Editor's note: The following is a post from Athima Chansanchai, a staff writer at Microsoft News Center.
Kinect can be the bridge between folks who don’t speak the same language – and even those who can hear and those who can’t. A collaboration between Microsoft Research Asia, the Chinese Academy of Sciences and Beijing Union University has created a prototype that translates sign language into spoken language— and spoken language into sign language — in real time.
“There are more than 20 million people in China who are hard of hearing, and an estimated 360 million such people around the world, so this project has immense potential to generate positive social impact worldwide,” wrote Guobin Wu, program manager of the Kinect Sign Language Translator project for Microsoft Research Asia, on the Microsoft Research Connections Blog.
The system captures a conversation from both sides: the person who is deaf signs, with a written and spoken translation rendered in real-time, while the system takes a speaking person’s words and turns them into accurate, understandable signs. As you can see from the video, Dandan Yin, a Chinese 22-year-old computer science student born deaf, shows how this works by gesturing to a Kinect device connected to a sign language prototype – and words appear on the screen that translate what she just signed.
To see it is to be wowed by it. And for Yin, it’s the beginning of a childhood dream come true.
You may be more familiar with Kinect as more of a games accessory, with Xbox, as the sensor that reads your movements while you’re jumping or dancing so you’re the controller, not any device you have to hold. It’s simple, but so sophisticated. The Kinect for Windows sensor is a device that, when used with a computer and the Kinect for Windows software developer kit, gives you the foundation to create interactive apps that recognize peoples’ natural movements, gestures and voice commands.
In Beijing, Microsoft Research celebrates Innovation Day Wednesday with the Kinect Sign Language Translator project. Audiences were able to see demos at the Microsoft Research Faculty Summits in Tianjin, China in Oct. 2012 and in July at Redmond, Wash., in September at the Microsoft company meeting and at a product fair this year.
“My sense is that it intrigues people. It touches people, tantalizes them with the possibilities. When you try it yourself, you’ll quickly see,” says Stewart Tansley, director of Natural User Interface for Microsoft Research Connections.
One person who helps bring the technology to life is Yin, who made her first trip outside China in July, to the annual Microsoft Research Faculty Summit in Redmond. She came to the project during its first stage, which focused mainly on Chinese sign language data collection and labeling. During her interview to be part of the project, Yin said, “When I was a child, my dream was to create a machine to help people who can’t hear.”
And thanks to this collaboration, her dream is coming true. As Tansley says, “When Dandan is in front of it and it recognizes her gestures, you can immediately see how it can work. As we develop the research further, it could be a viable solution.”
But for now, this system is a research prototype. As Wu writes on the Microsoft Research Connections Blog, “We are diligently working to overcome the technology hurdles so that the system can reliably understand and interpret in communication mode.”

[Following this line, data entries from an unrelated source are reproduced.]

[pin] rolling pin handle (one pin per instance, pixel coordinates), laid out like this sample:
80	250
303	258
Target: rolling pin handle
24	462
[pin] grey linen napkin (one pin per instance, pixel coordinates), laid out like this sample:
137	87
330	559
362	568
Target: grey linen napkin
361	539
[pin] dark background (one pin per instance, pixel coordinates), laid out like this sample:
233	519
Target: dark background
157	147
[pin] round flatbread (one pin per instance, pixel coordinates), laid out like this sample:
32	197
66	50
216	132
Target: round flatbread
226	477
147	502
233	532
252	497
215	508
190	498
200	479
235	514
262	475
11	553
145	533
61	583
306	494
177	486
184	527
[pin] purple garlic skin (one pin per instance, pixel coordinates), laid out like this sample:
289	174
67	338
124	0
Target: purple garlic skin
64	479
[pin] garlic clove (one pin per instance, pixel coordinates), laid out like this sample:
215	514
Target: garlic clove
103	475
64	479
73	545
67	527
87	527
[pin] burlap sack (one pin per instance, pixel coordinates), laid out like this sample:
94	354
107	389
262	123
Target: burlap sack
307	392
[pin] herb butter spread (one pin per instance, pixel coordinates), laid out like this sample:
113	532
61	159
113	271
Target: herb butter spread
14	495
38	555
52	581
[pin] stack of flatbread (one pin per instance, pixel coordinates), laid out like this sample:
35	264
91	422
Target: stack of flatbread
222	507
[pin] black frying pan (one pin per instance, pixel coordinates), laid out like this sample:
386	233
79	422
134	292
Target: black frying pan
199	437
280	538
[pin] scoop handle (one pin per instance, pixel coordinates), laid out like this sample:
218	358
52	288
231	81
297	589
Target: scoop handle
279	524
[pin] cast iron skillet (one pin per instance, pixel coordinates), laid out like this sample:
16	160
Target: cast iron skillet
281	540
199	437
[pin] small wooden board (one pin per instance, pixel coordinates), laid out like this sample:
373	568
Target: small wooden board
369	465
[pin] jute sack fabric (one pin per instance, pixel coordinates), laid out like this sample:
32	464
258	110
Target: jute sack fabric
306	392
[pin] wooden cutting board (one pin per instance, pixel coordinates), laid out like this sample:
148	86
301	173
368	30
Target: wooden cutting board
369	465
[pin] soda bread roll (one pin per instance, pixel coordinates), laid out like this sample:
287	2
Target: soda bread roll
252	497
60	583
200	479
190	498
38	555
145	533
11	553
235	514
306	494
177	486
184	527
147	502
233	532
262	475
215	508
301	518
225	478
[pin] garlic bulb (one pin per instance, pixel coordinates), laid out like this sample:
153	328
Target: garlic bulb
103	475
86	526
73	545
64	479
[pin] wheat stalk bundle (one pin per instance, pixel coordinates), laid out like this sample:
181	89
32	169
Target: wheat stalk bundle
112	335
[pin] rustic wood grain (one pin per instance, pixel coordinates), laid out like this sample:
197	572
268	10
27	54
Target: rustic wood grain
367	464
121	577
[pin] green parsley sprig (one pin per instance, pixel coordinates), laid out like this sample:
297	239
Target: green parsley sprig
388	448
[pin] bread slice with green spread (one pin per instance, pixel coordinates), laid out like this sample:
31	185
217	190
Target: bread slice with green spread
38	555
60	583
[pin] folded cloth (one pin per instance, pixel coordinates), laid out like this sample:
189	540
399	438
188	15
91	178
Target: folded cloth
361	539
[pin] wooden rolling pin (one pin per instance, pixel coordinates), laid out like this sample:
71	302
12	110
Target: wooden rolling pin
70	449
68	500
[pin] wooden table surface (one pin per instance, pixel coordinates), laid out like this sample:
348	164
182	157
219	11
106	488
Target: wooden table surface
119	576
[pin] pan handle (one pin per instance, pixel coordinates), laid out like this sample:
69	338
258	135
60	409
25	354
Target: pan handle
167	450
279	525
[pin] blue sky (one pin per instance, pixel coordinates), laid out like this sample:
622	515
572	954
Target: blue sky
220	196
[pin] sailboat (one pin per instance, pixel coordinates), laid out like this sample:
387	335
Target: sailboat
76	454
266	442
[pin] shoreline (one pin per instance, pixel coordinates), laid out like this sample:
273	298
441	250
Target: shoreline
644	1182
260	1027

Those hurdles aren’t insurmountable, but they are daunting. For instance, it takes five people to establish the recognition patterns for just one word. And so far, they’ve added 300 Chinese sign language words – out of 4,000. They’ve done it in a very compressed amount of time – just over a year, starting in spring 2012, as one of three finalists when the call went out to Microsoft Research labs around the world to submit their best Kinect collaborations with the academic world. The other two finalists have projects that focus on assistive technology for the blind; and advancing Kinect for Windows 3D scanning through Kinect Fusion.
Wu says that recognition is by far the most challenging part of the project, but after trying data gloves and webcams, the Kinect struck the right balance in helping the technology move forward. Machine learning and pattern recognition programming enable the tool to interpret the meaning of the different gestures captured by Kinect. Bing Translator technology also helped with the translation part of the process.
The next milestone was to build a sign language recognition system. This was also a big challenge, bringing together such a collaboration of multiple disciplines that included experts in language modeling, translation, computer vision, speech recognition, 3D modeling, and special education. But by Oct. 2012, they had a demo ready, only six months after the project began.
Tansley was there and he recalled it as “the initial realization that we all had something here that had the potential to touch a lot of people. It was not the breakthrough moment of innovation -- but it was a breakthrough in realizing the communication potential.”
As he writes on the Microsoft Research Connections Blog, “Only hours earlier, I had watched a seminal on-stage demo of simultaneous language translation, during which Microsoft Research’s then leader, Rick Rashid, spoke English into a machine learning system that produced a pitch-perfect Chinese translation—all in real time, on stage before 2,000 Chinese students. It was a Star Trek moment. We are living in the future!”
And now we’re at a point where that sci-fi future starts turning into reality, with Wu talking about the next milestone of making the project have more impact, by adding more partners for other sign languages (such as ASL and BSL) and dialects, expanding recognition capability and continuing the data collection.
As Tansley says, “Look at the magic that technology can do – and that should inspire us all in whatever work we’re doing.”
Good use of Kinect!